Sterling Smith, Country Hedging

“The likelihood of it being adopted, given the current state of affairs and race to the bottom, is probably thin to none…We would have to get a lot of agreement from a lot of people. I see some really good things about this. What it would do is tame the currency markets a little bit and help prevent manipulation. It would also bring this idea of racing to the bottom, or printing money, to an end, which I think is a good idea as well…I think gold itself probably can rally off of this (should it be adopted). Anybody who would want to expand their monetary base would need to buy gold.”

Ralph Preston, senior market analyst, Heritage West Financial

I think that it is going to happen but I believe that there must be a much greater degree of financial and political disorder across the globe before the governments of the world sign unto such new way of doing business. The current paradigm must be shattered just as in WWII (Bretton Woods I) before a New World Order can be established.

Here comes $10,000 gold…. It’s just a matter of the timing and the events that will lead to this brave new world.

Mike Daly, gold and silver specialist at PFGBest

“I don’t think it’s going to fly. The bottom line is a lot of countries are printing money when they should be using bullion to back their currencies. If they did that, though, gold would be at $2,000. But I don’t think it’s practical. There’s just not enough gold out there. But it’s a headline grabber and it got people’s attention."

Peter Grant, USAGOLD – Centennial Precious Metals

“I think any way you slice it, it has a positive impact. The argument is there is not enough gold to cover all of the debt…There is not enough gold to go around at $1,400. But that changes as the price of gold goes up….

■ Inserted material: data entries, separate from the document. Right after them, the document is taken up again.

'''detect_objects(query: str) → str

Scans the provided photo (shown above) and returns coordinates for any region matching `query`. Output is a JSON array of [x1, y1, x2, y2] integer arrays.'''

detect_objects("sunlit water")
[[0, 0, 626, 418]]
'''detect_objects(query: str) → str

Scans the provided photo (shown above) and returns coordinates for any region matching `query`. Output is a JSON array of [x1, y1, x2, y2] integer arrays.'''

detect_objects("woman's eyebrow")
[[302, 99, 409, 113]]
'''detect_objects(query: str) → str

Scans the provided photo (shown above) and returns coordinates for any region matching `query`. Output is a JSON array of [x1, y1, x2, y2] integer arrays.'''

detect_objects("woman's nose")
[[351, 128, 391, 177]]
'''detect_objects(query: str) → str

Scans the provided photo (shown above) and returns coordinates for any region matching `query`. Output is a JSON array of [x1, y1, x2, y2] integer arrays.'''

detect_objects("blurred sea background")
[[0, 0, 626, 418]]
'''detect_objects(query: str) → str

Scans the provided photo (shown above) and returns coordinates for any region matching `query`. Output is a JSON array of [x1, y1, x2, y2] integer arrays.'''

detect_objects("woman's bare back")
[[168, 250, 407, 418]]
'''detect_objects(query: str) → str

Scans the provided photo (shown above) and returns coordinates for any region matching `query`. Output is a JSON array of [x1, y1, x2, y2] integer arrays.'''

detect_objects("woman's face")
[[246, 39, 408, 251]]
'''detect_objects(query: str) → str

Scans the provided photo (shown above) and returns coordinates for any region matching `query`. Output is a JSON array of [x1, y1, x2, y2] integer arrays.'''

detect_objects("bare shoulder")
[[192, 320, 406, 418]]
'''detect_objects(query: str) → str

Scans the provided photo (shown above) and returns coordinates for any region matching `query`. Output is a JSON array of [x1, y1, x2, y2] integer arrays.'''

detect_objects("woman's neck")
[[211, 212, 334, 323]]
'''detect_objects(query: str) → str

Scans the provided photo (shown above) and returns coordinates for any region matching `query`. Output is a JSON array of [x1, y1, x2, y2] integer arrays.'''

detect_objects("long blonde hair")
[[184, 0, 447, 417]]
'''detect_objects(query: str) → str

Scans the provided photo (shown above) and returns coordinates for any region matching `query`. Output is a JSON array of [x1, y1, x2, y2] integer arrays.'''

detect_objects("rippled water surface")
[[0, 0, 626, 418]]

“It seems rather unlikely to me that we return to any true semblance of the gold standard because it inordinately favors those that have gold…In agreeing to a gold standard, a country that doesn’t have a lot of gold cedes a fair amount of power because they are under-allocated to that specific asset class…The topic seems to be a hot one. When you talk about the World Bank, that’s not some fly-by-night operation. To have that topic bandied about at the World Bank or IMF suggests there is a growing comfort with a hard asset like gold.”

Greg Marshall, President and CEO of Global Asset Management

“By inflating the money supply, (it) intentionally erodes the value of the dollar. I believe we will absolutely return to a monetary policy that will be tied to the price of gold. This is the only way to control governments from creating money out of thin air. In all of recorded history, no paper (fiat) currency has survived gold.”